Apache Kafka Streams Application

Apache Kafka Streams WordCountDemo Program

Apache Kafka Streams is termed as a client library that is used to create real-time and mission-critical applications. In Kafka Stream operation the input and output data is stored in Kafka cluster.

In this section, we will see a “wordcount” program using Kafka Stream, which will take “text” as input from the command line and process it, after processing it will produce an output of word count.

Let us see the step-by-step implementation of the “wordcount” program using Kafka Streams.


Step 1. Start Kafka and Zookeeper Server

Please start zookeeper and Kafka servers.

Command For Zookeeper:
cloudduggu@ubuntu:~/kafka$ ./bin/zookeeper-server-start.sh config/zookeeper.properties

Command For Kafka:
cloudduggu@ubuntu:~/kafka$ ./bin/kafka-server-start.sh config/server.properties

start zookeeper server

start kafka broker


Step 2. Create Input and Output Topic

Now we will create an input topic named streams-plaintext-input and the output topic named streams-wordcount-output.

Command For Input Topic:
cloudduggu@ubuntu:~/kafka$./bin/kafka-topics.sh --create \ --bootstrap-server localhost:9092 \ --replication-factor 1 \ --partitions 1 \ --topic streams-plaintext-input

Command For Output Topic:
cloudduggu@ubuntu:~/kafka$./bin/kafka-topics.sh --create \ --bootstrap-server localhost:9092 \ --replication-factor 1 \ --partitions 1 \ --topic streams-wordcount-output \ --config cleanup.policy=compact

create topic output


Step 3. Start the Wordcount Application

Now start the wordcount application using the below command in a separate terminal.

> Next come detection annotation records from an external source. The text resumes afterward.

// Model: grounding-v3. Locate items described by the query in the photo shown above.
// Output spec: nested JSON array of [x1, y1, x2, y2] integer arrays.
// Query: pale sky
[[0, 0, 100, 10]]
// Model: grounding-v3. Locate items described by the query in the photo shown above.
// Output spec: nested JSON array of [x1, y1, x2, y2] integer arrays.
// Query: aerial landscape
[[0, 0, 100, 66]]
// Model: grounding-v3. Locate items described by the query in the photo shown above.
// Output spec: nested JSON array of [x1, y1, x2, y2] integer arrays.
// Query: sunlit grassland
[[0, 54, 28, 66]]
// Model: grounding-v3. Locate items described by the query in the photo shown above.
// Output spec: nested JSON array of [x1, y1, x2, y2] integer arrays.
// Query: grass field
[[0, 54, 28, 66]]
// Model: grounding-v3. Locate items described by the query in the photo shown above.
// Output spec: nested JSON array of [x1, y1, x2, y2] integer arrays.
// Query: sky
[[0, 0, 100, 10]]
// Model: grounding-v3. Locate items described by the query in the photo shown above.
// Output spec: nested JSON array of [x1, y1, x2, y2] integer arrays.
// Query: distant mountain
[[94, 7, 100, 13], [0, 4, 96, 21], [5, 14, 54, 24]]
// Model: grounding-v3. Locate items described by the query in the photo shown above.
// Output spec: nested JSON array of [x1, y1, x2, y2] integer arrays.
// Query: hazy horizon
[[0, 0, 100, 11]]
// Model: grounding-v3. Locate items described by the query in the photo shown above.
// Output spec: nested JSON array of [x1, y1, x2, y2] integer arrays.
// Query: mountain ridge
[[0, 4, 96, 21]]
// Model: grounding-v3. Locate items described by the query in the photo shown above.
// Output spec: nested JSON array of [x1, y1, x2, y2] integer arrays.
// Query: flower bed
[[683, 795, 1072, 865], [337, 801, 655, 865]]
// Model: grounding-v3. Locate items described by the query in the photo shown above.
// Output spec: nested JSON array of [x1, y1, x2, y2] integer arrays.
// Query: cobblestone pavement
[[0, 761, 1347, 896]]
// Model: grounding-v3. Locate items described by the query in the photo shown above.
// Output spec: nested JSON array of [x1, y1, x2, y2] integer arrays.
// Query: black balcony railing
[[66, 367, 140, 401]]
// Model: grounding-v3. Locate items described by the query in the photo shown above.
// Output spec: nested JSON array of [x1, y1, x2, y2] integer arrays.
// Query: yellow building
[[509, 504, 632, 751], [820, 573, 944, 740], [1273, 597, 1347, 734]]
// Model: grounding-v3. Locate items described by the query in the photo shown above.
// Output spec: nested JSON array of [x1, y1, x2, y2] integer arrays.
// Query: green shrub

The WordCount application program will read data from the input topic streams-plaintext-input and perform the computations of the WordCount algorithm on each of the read messages, and continuously write its current results to the output topic streams-wordcount-output.

Command:
cloudduggu@ubuntu:~/kafka$./bin/kafka-run-class.sh org.apache.kafka.streams.examples.wordcount.WordCountDemo

kafka word count app


Step 4. Start Producer

Open a new terminal and start Kafka producer using tool “kafka-console-producer.sh” and write some input.

Command:
cloudduggu@ubuntu:~/kafka$ ./bin/kafka-console-producer.sh --bootstrap-server localhost:9092 --topic streams-plaintext-input

start producer


Step 5. Start Producer

Open another terminal and run the consumer tool to read the input, process it, and print word count output.

Command:
cloudduggu@ubuntu:~/kafka$./bin/kafka-topics.sh --create \ --bootstrap-server localhost:9092 \ --replication-factor 1 \ --partitions 1 \ --topic streams-wordcount-output \ --config cleanup.policy=compact

kafka consumer start


We can see the output of the Wordcount application, which is actually a continuous stream of updates in which each output record is an updated count of a single word.